For a complex project here, you usually need a specialist to interpret the city’s building code. The studio of Javier Sanchez is very familiar with the code. These architects know the cracks in the code, where they can challenge it and push it to the limit. There are ambiguities in the code and the architects are taking the rule to its extreme. They are working within the legal limits, but at the same time they are subverting it, in a tiny fashion, from within.
Why is it important for international architects to look at Mexico City right now?
Mexico City is a megacity, but it is on the flipside of the architectural world. This is a condition specific to Mexico City. We’re neither Lagos nor Tokyo: we’re not on the edge of the developing world, but we’re not in a place where most of the urban problems have been dealt with. There isn’t an urgency in Tokyo like there is in Mexico City. And that offers opportunities for architects and planners here.
The show seems to be a very particular mix of projects. What was your selection process?
One of my conditions was to show built and commissioned work. Another was to focus on the young blood, the 40-years-old-and-younger practitioners. I also wanted to find people who were creatively developing answers to those problems specific to Mexico City and critically engaging with the city.
[Further], I was interested in the notion of expanded practices. What are architects doing besides sitting at their computer making beautiful renderings? More than half of the people [whose projects are featured in the exhibit] are involved in teaching. Some are curators or collaborate with curators and artists. I wanted to find the means that architects are developing to have a successful practice.

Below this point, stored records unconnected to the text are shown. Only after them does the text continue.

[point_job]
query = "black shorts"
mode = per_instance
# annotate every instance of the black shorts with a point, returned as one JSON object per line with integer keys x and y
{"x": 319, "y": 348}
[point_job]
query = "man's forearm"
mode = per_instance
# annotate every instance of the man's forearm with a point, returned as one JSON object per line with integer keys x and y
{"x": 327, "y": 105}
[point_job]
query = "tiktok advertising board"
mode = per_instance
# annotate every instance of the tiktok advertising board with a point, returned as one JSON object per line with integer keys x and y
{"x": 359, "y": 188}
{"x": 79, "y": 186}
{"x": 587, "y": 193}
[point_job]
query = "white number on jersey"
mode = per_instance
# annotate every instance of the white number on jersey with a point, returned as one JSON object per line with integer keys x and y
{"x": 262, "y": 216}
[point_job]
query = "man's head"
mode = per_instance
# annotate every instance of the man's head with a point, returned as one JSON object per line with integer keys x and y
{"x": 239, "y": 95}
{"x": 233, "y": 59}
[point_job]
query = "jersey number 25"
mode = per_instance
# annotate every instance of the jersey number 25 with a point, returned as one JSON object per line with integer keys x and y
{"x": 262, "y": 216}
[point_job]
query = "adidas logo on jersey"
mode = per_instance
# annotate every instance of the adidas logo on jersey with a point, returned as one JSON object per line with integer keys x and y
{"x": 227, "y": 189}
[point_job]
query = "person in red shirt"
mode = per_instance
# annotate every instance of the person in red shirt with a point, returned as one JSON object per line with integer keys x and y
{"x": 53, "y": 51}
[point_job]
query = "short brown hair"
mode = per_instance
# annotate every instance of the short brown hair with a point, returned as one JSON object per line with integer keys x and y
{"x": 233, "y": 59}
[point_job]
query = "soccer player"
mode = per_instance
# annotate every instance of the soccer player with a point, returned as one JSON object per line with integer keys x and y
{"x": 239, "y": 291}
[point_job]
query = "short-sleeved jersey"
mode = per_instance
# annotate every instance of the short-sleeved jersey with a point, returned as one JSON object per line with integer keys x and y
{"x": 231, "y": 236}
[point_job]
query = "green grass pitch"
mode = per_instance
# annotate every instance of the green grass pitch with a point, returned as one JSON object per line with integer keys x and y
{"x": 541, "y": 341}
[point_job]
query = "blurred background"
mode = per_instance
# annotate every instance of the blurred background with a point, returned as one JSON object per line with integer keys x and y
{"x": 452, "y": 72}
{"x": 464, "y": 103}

What kind of comparisons does the show draw between young Mexican and New York architects?
Comparisons are never direct, but one is the notion of young architects doing public work. The case of Mauricio Rocha is relevant. How many young architects are involved with public commissions? The assumption that public projects must be done by older architects is being challenged in Mexico City. Rocha’s project was started when he was 32 years old and finished when he was 38. It’s hard to see these things happening in New York.
What can Mexican architects learn from their New York counterparts?
The Center for Architecture and the American Institute of Architects (AIA) are lessons for us. That there is an institution making a huge effort to bring architecture into the public domain is amazing. Nothing like that has ever existed in Mexico. Another thing is the issue of young architects. They’re taking risks, and to do that in the context of New York City is commendable. I’m also happy to see that many young firms are either women-led or women are partners in the firm.
Are you optimistic about where Mexico City is headed?
We have so many tasks to do here, but the city, itself, is a raw material. If we have such an effusive and rich raw material, I have only optimism about the work we will be doing in the next decade or so.